Workers’ compensation is a mandatory type of business insurance that provides employees who become injured or ill while on the job with medical coverage and income replacement. It also protects companies from being sued by employees for the workplace conditions that caused such an injury or illness.

Businesses are required by law in all fifty states to pay for the medical treatment and lost wages of employees who suffer job-related injuries or illnesses. In order to avoid crippling expenses in this regard, companies purchase workers’ compensation insurance policies of one kind or another. Most states give businesses the choice of buying workers’ compensation policies either directly from the state or from a private insurer. Each state determines its own system’s payment schedules, employee eligibility requirements, and rehabilitation procedures. Although provisions of each state’s laws differ greatly, the underlying principle is the same—that employers should assume the costs of injuries, illnesses, and deaths that occur on the job, without regard to fault, and partially replace wage income lost. While income replacement under workers’ compensation is usually a percentage of the actual wage, it is counted as a transfer payment and thus is not subject to federal income tax for the employer or employee. Some state laws exempt certain categories of employees from coverage. Those most likely to be excluded are domestics, agricultural workers, and manual laborers.

Given the mandatory nature of workers’ compensation coverage and the potential expense involved, the cost of workers’ compensation insurance policies is a considerable concern for small business owners. In fact, workers’ compensation premiums stand as most companies’ second-largest operating expense, after payroll. These rates are based on the employer’s total payroll, the classification of the employees, and the employer’s accident record. The wages paid each employee are assigned a rate based on the occupational classification in which that employee works. For example, an employee who does office work will be assigned a rate that is lower than one who works re-roofing. The employer’s cost of workers’ compensation for the office worker will likely be in the range of 0.25 to 1.0 percent of wages earned while the employee who works on roofing projects will cost the company as much as 10 to 15 percent of that employee’s gross wages.
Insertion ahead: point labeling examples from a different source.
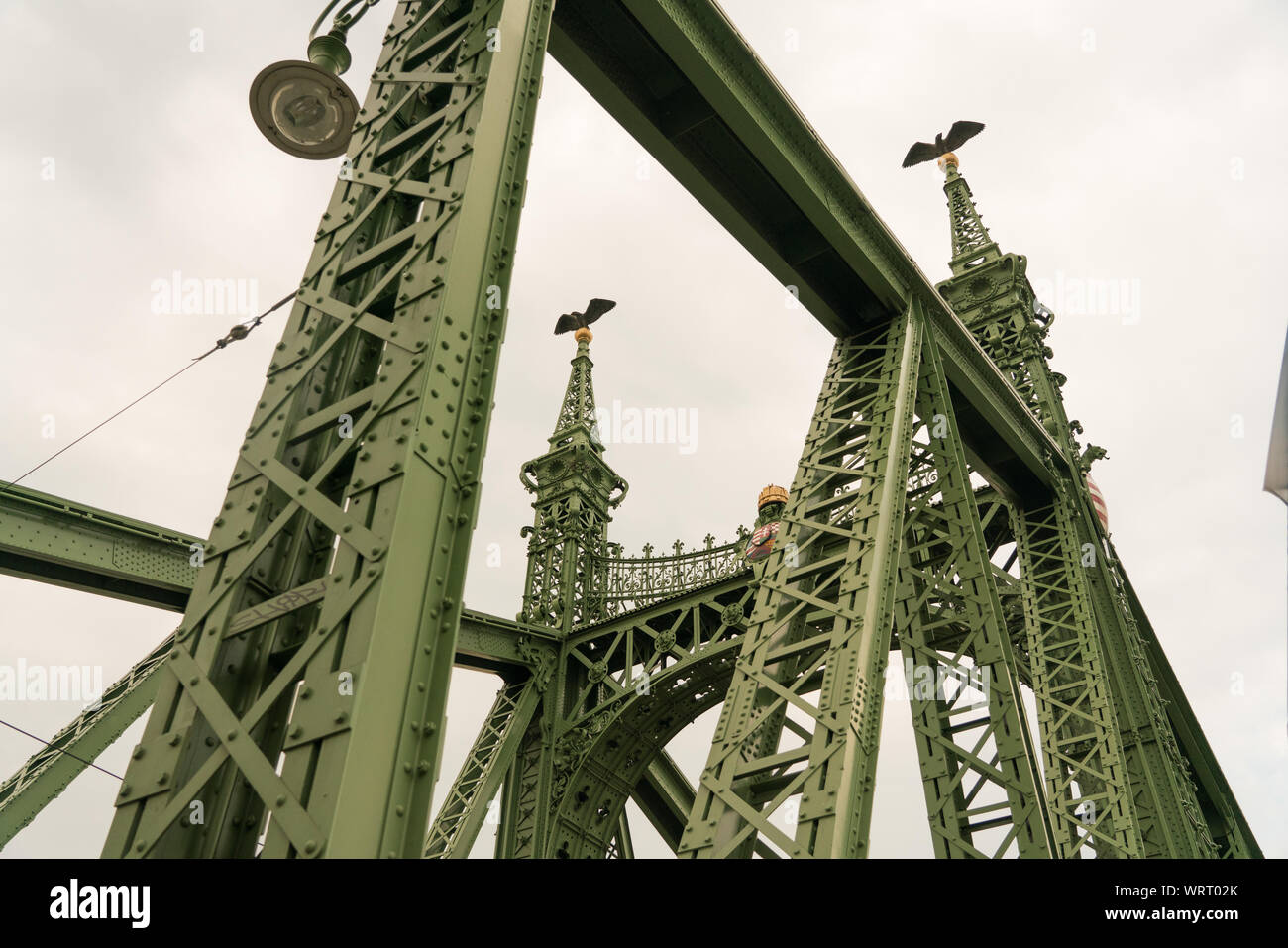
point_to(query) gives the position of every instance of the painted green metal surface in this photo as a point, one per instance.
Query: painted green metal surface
(397, 331)
(369, 440)
(72, 545)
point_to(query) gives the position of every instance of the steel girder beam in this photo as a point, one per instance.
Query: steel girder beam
(48, 772)
(978, 764)
(665, 796)
(77, 546)
(1086, 780)
(394, 327)
(1163, 796)
(686, 84)
(484, 643)
(851, 485)
(480, 780)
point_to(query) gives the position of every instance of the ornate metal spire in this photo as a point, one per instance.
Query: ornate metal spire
(575, 493)
(578, 421)
(971, 243)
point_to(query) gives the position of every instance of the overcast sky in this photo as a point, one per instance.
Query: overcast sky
(1129, 146)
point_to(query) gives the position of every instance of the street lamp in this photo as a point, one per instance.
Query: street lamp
(303, 107)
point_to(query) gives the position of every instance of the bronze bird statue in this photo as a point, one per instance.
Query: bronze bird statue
(580, 321)
(956, 138)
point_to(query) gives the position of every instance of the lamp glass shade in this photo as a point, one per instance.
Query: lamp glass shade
(303, 110)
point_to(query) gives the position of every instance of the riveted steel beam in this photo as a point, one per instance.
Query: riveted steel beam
(687, 85)
(77, 546)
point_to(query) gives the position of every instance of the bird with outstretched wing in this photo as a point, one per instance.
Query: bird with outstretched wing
(579, 321)
(956, 138)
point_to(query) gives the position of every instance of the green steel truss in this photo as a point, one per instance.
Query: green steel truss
(939, 511)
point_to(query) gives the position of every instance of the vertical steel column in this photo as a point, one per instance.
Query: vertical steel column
(1086, 781)
(979, 768)
(848, 496)
(357, 485)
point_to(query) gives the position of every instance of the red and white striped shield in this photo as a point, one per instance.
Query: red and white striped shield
(1098, 501)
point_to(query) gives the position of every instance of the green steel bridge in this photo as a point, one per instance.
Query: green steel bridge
(940, 511)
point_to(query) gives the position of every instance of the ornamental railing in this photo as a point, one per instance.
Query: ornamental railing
(622, 583)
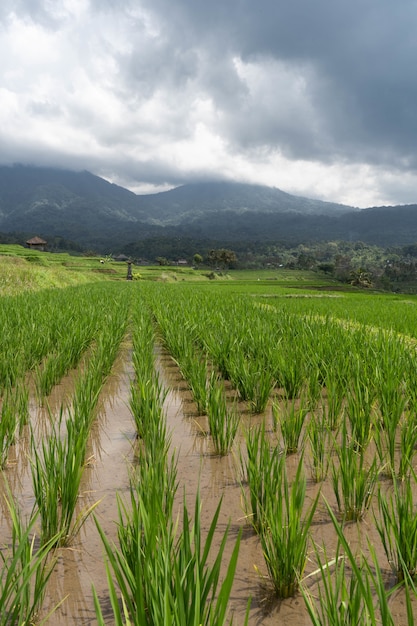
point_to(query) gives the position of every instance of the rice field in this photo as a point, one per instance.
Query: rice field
(207, 453)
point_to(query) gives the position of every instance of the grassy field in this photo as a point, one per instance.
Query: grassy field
(21, 268)
(250, 384)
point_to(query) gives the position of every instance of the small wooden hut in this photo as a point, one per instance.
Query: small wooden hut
(36, 243)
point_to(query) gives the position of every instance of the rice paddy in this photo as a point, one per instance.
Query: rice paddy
(196, 454)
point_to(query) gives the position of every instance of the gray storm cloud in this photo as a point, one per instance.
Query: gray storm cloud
(316, 98)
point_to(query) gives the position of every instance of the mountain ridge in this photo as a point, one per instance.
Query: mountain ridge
(96, 213)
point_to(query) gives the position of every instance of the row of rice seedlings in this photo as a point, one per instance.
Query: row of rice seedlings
(14, 414)
(58, 322)
(320, 440)
(397, 526)
(166, 575)
(56, 364)
(291, 418)
(353, 478)
(146, 402)
(223, 418)
(277, 510)
(351, 591)
(58, 461)
(34, 325)
(57, 467)
(24, 571)
(164, 570)
(285, 530)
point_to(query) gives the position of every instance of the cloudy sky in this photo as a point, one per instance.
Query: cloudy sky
(316, 97)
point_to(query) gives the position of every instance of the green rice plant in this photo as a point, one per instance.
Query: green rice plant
(8, 426)
(291, 420)
(319, 439)
(335, 394)
(173, 578)
(291, 371)
(223, 419)
(359, 412)
(146, 404)
(408, 445)
(397, 526)
(253, 380)
(24, 572)
(261, 470)
(353, 479)
(387, 427)
(57, 466)
(195, 371)
(352, 590)
(285, 532)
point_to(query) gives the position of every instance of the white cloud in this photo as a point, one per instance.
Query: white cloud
(154, 94)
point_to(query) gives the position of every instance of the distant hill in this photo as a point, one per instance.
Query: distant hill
(95, 213)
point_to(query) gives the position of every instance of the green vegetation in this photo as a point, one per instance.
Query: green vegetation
(292, 380)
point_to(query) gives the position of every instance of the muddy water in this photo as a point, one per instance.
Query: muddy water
(111, 449)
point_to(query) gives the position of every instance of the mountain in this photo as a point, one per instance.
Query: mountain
(89, 210)
(198, 200)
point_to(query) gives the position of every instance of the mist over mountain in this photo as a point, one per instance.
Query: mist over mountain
(95, 213)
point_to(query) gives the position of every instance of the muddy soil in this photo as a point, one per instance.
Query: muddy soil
(112, 450)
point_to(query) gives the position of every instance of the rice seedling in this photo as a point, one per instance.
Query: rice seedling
(195, 371)
(319, 439)
(408, 444)
(223, 419)
(173, 577)
(24, 572)
(353, 479)
(261, 469)
(146, 404)
(57, 466)
(397, 526)
(291, 420)
(285, 532)
(333, 407)
(359, 412)
(8, 426)
(290, 371)
(351, 588)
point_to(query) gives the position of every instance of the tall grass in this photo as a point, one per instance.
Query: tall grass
(352, 588)
(285, 532)
(24, 572)
(261, 469)
(397, 526)
(223, 419)
(57, 466)
(353, 478)
(173, 578)
(291, 419)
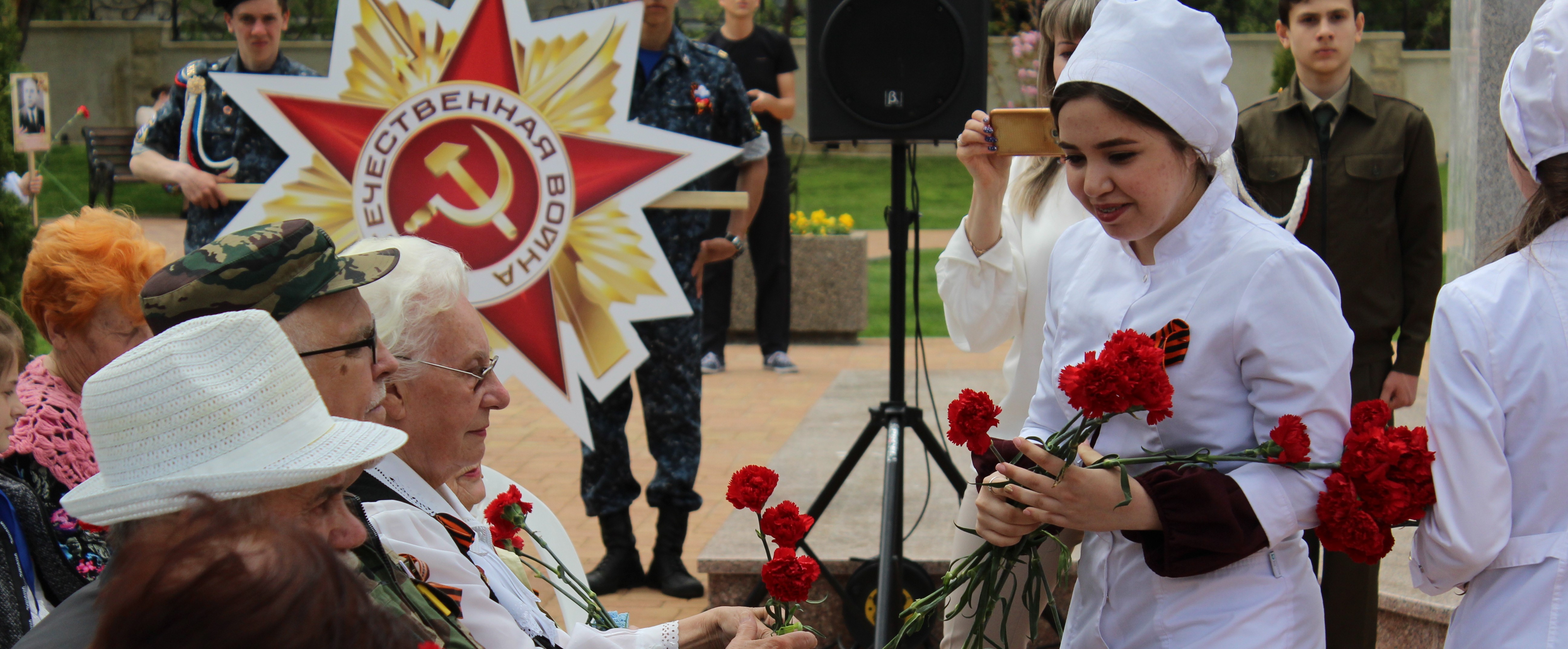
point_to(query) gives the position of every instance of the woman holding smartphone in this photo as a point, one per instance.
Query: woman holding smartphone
(1200, 559)
(993, 274)
(1500, 367)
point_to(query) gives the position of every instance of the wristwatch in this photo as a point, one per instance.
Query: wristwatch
(738, 242)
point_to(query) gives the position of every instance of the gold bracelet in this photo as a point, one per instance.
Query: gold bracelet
(981, 251)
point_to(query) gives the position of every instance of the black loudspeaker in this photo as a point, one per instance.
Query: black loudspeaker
(894, 70)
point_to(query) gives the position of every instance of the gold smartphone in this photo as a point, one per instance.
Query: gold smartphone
(1024, 132)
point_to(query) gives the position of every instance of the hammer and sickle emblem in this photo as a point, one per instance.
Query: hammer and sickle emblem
(448, 161)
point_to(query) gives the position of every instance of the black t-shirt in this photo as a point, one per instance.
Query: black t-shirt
(761, 57)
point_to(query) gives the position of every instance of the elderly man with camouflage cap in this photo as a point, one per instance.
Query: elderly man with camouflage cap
(292, 272)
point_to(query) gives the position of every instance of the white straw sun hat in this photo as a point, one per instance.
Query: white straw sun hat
(219, 405)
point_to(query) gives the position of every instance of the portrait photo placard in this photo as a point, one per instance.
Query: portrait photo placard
(31, 110)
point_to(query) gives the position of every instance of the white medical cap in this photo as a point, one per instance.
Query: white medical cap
(1170, 59)
(1534, 101)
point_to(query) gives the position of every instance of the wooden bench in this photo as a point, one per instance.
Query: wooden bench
(109, 161)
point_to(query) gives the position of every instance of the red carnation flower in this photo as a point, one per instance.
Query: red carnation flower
(1344, 527)
(1128, 372)
(505, 516)
(789, 578)
(752, 487)
(1391, 469)
(507, 538)
(786, 524)
(1371, 415)
(1294, 444)
(970, 421)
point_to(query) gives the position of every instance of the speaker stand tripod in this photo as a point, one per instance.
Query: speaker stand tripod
(893, 416)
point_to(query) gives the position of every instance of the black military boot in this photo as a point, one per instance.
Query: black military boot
(622, 566)
(667, 573)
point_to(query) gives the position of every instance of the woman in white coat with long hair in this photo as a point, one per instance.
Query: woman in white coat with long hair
(1500, 383)
(993, 275)
(1200, 559)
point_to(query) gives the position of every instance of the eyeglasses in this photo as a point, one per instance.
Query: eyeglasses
(372, 343)
(480, 375)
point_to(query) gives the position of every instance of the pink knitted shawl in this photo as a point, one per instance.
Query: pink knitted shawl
(52, 430)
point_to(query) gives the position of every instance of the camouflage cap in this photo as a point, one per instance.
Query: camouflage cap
(275, 269)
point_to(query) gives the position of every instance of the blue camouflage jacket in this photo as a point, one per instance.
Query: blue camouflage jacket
(223, 139)
(695, 90)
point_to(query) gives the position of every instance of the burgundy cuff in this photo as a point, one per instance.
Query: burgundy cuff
(1208, 523)
(985, 465)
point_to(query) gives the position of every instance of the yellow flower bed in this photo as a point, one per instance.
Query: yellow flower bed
(821, 223)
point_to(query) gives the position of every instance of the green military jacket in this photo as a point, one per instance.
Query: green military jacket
(436, 615)
(1374, 212)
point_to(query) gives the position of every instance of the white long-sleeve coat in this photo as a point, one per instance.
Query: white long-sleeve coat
(1001, 295)
(1268, 339)
(1498, 421)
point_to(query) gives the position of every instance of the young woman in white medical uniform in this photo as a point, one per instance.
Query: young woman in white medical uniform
(1498, 397)
(1200, 559)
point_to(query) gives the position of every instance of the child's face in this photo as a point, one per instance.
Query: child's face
(1322, 35)
(10, 405)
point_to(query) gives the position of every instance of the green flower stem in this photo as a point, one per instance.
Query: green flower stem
(581, 593)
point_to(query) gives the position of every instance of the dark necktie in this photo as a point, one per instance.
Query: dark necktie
(1326, 120)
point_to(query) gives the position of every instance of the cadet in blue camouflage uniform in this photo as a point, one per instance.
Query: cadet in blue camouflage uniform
(695, 90)
(219, 139)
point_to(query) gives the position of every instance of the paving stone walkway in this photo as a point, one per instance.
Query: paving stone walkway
(747, 416)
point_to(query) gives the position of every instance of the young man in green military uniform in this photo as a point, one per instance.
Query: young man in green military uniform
(201, 139)
(694, 90)
(1376, 217)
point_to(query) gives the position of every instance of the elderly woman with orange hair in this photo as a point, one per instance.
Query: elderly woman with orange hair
(82, 289)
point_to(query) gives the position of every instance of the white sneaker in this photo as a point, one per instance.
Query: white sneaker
(780, 363)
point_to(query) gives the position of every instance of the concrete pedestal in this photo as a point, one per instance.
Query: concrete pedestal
(1484, 205)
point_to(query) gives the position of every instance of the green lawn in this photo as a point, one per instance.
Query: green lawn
(861, 187)
(67, 189)
(877, 303)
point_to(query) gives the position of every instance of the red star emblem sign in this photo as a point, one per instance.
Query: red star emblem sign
(505, 140)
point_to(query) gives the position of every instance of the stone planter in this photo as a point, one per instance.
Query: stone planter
(827, 291)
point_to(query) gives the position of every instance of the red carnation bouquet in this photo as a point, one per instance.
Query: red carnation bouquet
(1382, 482)
(786, 574)
(1383, 479)
(509, 523)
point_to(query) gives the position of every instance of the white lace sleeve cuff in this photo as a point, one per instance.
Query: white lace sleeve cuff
(662, 637)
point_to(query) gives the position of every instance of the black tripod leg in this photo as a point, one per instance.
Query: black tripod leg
(825, 498)
(840, 476)
(938, 452)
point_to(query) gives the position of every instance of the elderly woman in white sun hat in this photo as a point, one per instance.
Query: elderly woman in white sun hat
(1500, 379)
(219, 407)
(1200, 559)
(443, 397)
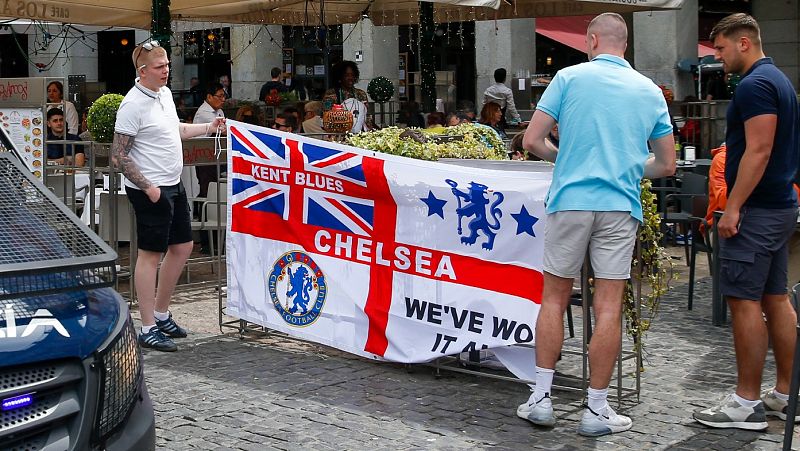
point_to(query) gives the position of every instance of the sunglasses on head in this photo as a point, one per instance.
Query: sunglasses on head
(149, 46)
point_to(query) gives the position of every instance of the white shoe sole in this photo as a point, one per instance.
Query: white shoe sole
(736, 425)
(550, 422)
(601, 432)
(781, 415)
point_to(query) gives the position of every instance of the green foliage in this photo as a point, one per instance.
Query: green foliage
(380, 89)
(102, 116)
(477, 142)
(654, 274)
(289, 97)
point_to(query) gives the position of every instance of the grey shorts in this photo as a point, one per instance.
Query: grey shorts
(608, 235)
(754, 262)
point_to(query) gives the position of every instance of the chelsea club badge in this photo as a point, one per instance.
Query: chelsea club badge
(297, 288)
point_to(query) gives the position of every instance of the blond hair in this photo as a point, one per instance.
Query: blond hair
(139, 59)
(736, 26)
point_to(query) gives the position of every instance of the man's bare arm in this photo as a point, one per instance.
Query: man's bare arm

Small business owners have less control over the cost of workers’ compensation coverage than they do over health insurance costs. State legislatures set the level of benefits and employers pay the full cost, so medical costcontainment strategies like co-payments do not apply.

Some insurers avoid handling workers’ compensation policies for small businesses because they feel that smaller companies lack the funds to provide a safe working environment. In general, the rates depend upon the type of business, number of employees, and company safety record.

Penalties for failing to carry workers’ comp insurance policies can be severe. In general, business owners who are neglectful in this manner can be held liable for the medical expenses incurred by the worker in their employ.

Nonetheless, many businesses engage in what is known as “premium fraud,” in which they either do not carry insurance as required or lower the costs of their policy premiums through fraudulent record keeping. Methods used to fraudulently reduce insurance premiums include underreporting of employee count or the wages they are paid, paying workers under the table in order to falsify the number of employees, misclassifying the kind of work engaged in by employees in order to reduce premiums through a misclassification of their occupation, etc. However, momentum is building to beef up penalties for these kinds of fraudulent actions, which injure insurers and honest employers alike. Honest employers end up with higher insurance premiums as a result of these sorts of fraud. Law-abiding employers may suffer as a result of fraud in another way as well. Construction companies, for example, may lose out on projects to bidders whose lower bids are made possible because they are absorbing lower overhead costs through intentional workers’ compensation fraud.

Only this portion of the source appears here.